For several years, Rob Baker has written one of London’s best blogs, Another Nickel In The Machine, which explores the cultural history of London’s 20th century in a unique way. Rather than focus on, say, a musical genre or a particular locale or an identifiable concept such as celebrities or architecture, Baker simply finds great stories and researches the shit out of them. And now he’s turned it into an excellent book: Beautiful Idiots and Brilliant Lunatics.
As with his blog, Baker doesn’t pretend to find a unifying theme to artificially define the richness of his material, instead relying on his natural instincts to identify a good story and tell it for just the right amount of time. This is crucial. Some of these chapters cover some pretty big subjects – the Krays, Lord Haw-Haw, Christine Keeler, Pop Art – but Baker always manages to find a new angle without going on too long: for instance, his piece on Pop Art concentrates on Pauline Boty and the Anti-Ugly Movement while he looks at Blow-Up through a street in Stockwell that appears in the film. He’s brilliant at detail – clothes, weather, atmosphere, quotes – and tightly wound narrative (the section on the escape of spies Burgess and Maclean could come from a thriller), but he also loves exploring interesting tangents.
But his real skill is contextualising individuals within their era or locality. So his chapter on Benny Hill tells us much about the post-war comedy scene at the Windmill as well as Hill’s own rise and sad decline, the Profumo Scandal chapter is also about Soho and the Flamingo club in the early 1960s while the section of Winifred Atwell takes in Atwell’s strange career as a popular black performer but also the history of Brixton, where she lived.

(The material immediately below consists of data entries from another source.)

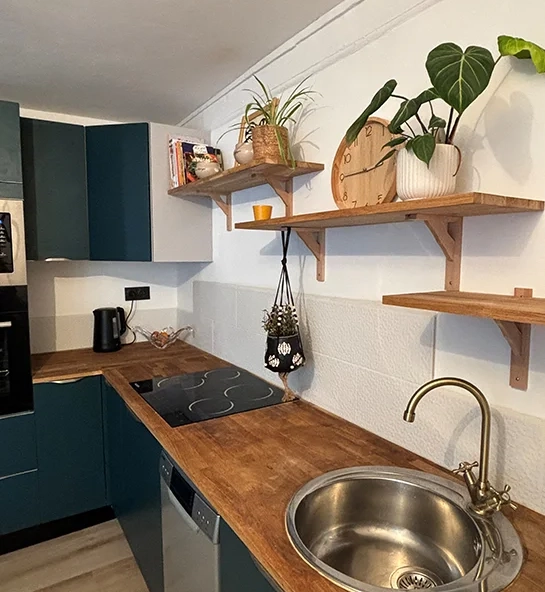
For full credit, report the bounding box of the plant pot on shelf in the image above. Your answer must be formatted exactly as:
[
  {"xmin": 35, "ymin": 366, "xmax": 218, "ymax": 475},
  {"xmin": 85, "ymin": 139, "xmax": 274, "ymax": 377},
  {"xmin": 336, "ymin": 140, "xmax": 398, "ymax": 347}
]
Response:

This is essentially, the book of the blog, with several of the same stories, only expanded with new research. The blog also features great photography, just the right amount of which is reproduced here, including a cracking cover shot from the 100 Club, a venue that increases in importance with each year it avoids closure. Collectively, these photos and historical essays build a picture of London that captures some of the city’s chaotic sensibility far more truthfully than a conventional or even psychogeographical history, which will try and draw dry parallels between then and now, sometimes with lamentable results. Instead, Baker simply tells a story and then leaves you to think about what it means, if anything.
Some of these yarns I knew nothing about, such as the strange days James Earl Ray spent in Earl’s Court after assassinating Martin Luther King, or the spiv murder of Warren Street, or Charlie Chaplin’s wonderful return to Lambeth in 1921. Others I was familiar with, but still learnt more about, such as the plans to redevelop Covent Garden in the 1960s that was stopped by protesters – in the current climate, I wonder, would a similar protest have any success at all? The net result is like being rattled round the London decades by a raconteur with a time machine, a sort of blue badge Doctor Who, who tells a story with wit and panache before whizzing you off to his next unpredictable destination.